The denticles tell the story. There are almost 1,300 in the study, with 85 distinct geometric shapes. The majority of them described by Sibert and Rubin are from prior to 19 million years ago, with only a few dozen found in the sediment cores after that time. The denticles disappear... so what happened to the sharks?
The denticles show a decline in shark numbers and diversity around 19 million years ago but there's no obvious cause behind the event. "It really, truly is a mystery right now, we don't know what happened," says Sibert.
The key to solving the mystery will be understanding the period of time the sharks seemed to almost disappear. It's known as the "Miocene" and Sibert describes it as a "transition period" for the Earth. Around 15 million years before the sharks mysterious extinction event, Earth was slowly becoming an "ice house" planet and a permanent ice sheet was growing over Antarctica. Even so, the planet was still much warmer than it is today.

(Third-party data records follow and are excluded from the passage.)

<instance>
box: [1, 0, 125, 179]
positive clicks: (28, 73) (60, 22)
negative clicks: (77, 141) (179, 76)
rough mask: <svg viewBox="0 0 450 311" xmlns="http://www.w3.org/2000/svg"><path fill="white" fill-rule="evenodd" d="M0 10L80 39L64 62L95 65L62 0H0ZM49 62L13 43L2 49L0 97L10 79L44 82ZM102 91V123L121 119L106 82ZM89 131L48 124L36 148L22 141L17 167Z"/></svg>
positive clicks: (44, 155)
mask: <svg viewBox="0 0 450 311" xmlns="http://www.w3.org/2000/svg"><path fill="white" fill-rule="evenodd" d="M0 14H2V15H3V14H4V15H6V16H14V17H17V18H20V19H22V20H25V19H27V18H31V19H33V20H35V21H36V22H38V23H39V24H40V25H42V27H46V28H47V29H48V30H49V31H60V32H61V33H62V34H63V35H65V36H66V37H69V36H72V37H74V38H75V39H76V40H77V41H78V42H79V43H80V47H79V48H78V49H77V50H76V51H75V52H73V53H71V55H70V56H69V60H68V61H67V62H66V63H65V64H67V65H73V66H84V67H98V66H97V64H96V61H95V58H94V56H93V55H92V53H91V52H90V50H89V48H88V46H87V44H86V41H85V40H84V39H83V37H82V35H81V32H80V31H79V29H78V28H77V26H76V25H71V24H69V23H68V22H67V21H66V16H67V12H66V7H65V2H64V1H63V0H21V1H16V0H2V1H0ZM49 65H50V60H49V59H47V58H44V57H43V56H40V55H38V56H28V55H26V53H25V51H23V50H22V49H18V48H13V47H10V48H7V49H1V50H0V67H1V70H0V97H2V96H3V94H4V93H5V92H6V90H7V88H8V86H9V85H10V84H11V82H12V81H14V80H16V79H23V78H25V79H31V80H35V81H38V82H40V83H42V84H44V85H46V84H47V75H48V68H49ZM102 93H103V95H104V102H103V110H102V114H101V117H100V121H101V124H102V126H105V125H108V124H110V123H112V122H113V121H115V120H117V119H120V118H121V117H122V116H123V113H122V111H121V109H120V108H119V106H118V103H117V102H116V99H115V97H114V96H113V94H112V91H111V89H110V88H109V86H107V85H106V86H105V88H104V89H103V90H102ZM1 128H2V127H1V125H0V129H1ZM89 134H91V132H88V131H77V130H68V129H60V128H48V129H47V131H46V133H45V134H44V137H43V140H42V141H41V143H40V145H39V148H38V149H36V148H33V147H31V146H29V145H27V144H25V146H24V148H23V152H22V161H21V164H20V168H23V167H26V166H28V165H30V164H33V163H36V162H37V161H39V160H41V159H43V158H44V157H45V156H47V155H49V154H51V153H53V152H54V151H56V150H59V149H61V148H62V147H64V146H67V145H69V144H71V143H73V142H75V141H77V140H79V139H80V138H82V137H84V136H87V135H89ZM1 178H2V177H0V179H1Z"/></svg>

"If I showed you a map," Sibert says "you'd kind of recognize everything but overall it would look just a little bit off."
The oceans of the time weren't all that different to the oceans of today, though you wouldn't find things like tuna, swordfish or seabirds. Whales and dolphins were yet to evolve, too. Unfortunately, there's not a lot of high quality records of this time in the Earth's history -- scientists just haven't spent a lot of time looking at it and it also seems to be poorly preserved in the deep sea sediments collected by drilling programs.
So there's not a lot of evidence to catch the shark killer, so to speak, but there are avenues to investigate. Discovering Extinction X in this unremarkable period of the Earth's history is just the tip of the iceberg.
"This paper definitely offers a ton more questions than it offers answers," says Rubin.
Could there have been an environmental driving force that caused the shark's decline? It's hard to say. Carbon and oxygen levels don't show any unusual aberrations but scientists could use a lot more data around this time point. Did this occur across all the world's oceans and in other marine life? Sibert thinks this was a global event, but we need more records.
And what about other bodies of water? Lakes and coastal sediments might show a different phenomenon again. How did land animals fare during this time? Are there other chemical proxies that can tell us about what the environment was like for them?
Sibert even suggests a pathogen, like a virus, could be responsible for the decreasing numbers, though it would be much harder to show this was the case.
For Sibert, the extinction stands out. Given that sharks have been around for 400 million years or more, surviving multiple mass extinction events, she believes something really significant must have happened and the sharks may be a doorway to understanding bigger changes to the Earth system during the early Miocene. "There's more data waiting to be found," says Rubin.
One of the major concerning aspects is that populations never really had a chance to bounce back from this event. Finding this history in the fossil record highlights the fragility or the marine environment and how difficult it can be for species to recover when they are pushed to the brink of extinction.
"The biology is trying to tell us something, and I think we need to listen," says Sibert.